Part of the problem is that competition has narrowed since Lloyds and HBOS were merged and other failed current account providers – Alliance & Leicester and Bradford & Bingley – were gobbled up by Santander. The ICB hopes to improve competition by creating a new high-street challenger from the forced sale of 600 Lloyds Banking Group branches. The new bank would have a 4.6 per cent share of the current account market.

Peter Vicary-Smith, chief executive of Which?, said the Government had a responsibility to ensure competition developed from the sale of nationalised banks. "[It] must be clear how it will create more competition when it sells our stakes in Lloyds, RBS and Northern Rock," he said. "It should not hesitate to refer the industry to the Competition Commission if the market does not improve or if Lloyds won't agree to enhance its divestment."

To further improve competition, the ICB called for the introduction of a free current account "redirection service" which would require a lender to transfer an account within seven working days.

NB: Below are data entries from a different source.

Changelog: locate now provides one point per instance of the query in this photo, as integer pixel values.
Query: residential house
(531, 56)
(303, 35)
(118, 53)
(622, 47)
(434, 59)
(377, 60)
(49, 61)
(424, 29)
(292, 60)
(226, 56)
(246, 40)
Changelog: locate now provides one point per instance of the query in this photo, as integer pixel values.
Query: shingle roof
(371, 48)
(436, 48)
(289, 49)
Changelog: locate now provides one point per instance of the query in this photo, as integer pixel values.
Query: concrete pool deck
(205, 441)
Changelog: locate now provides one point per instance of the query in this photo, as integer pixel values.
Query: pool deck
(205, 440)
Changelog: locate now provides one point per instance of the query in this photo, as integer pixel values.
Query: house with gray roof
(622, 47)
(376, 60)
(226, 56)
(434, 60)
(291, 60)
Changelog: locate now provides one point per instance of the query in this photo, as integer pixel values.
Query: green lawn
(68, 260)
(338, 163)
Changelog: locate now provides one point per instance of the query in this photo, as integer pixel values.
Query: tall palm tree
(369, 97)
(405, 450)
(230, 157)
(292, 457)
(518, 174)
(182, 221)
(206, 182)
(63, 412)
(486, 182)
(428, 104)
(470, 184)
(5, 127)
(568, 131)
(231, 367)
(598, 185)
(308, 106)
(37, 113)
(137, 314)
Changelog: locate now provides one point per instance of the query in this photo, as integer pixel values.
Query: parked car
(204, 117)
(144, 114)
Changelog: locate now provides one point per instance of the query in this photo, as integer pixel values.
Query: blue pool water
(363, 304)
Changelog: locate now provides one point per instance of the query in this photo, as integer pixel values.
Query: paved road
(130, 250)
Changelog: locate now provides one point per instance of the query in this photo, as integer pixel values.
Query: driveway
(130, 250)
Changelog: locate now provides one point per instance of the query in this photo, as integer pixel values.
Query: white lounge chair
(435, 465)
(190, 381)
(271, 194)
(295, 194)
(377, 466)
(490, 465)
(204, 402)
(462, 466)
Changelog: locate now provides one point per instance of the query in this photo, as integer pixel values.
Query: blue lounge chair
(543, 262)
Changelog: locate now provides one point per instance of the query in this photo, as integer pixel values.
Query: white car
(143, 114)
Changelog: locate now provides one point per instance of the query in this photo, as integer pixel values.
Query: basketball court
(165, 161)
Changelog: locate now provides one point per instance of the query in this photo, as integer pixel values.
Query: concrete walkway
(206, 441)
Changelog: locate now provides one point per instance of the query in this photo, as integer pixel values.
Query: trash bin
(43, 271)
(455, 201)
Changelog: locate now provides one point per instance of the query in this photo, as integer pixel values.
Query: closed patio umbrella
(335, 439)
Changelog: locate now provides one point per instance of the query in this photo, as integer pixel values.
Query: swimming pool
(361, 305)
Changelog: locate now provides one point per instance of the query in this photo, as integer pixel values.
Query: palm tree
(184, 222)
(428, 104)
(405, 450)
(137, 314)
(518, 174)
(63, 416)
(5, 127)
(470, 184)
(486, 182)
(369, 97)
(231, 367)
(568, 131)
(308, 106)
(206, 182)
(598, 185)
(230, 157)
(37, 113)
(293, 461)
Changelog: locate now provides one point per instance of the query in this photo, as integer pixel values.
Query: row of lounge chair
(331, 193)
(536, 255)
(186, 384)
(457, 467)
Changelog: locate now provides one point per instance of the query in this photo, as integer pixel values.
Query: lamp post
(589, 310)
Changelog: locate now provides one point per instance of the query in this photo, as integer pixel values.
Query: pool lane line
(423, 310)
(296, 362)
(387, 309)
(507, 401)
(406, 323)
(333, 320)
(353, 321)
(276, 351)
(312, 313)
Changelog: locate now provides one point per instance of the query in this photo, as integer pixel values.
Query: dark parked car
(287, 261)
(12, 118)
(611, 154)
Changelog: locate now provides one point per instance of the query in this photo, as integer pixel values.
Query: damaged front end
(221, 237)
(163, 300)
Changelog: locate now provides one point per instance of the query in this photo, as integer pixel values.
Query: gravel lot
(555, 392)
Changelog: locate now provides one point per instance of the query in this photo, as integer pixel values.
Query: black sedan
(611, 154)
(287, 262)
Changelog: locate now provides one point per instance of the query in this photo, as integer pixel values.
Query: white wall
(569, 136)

However, quicker and easier switching will not on its own persuade the three out of four people who have never switched current accounts to do so, said Sarah Brooks, the head of financial services at Consumer Focus. "Easier switching must be accompanied by greater transparency of pricing so consumers are able to see how new accounts compare," she added.

However, the ICB's proposals about ring-fencing banks' retail businesses could hit savers and borrowers, warned Mark Jenkinson, a banking expert at Capco. "Customers may find it even more difficult to find competitive rates on savings accounts, given that banks will no longer be able to invest savings through their investment arms," he said.

"Consumers may even find it more difficult to find a mortgage, as savings rates and volumes are not attractive enough to bring in the level of funding required for high mortgage volumes."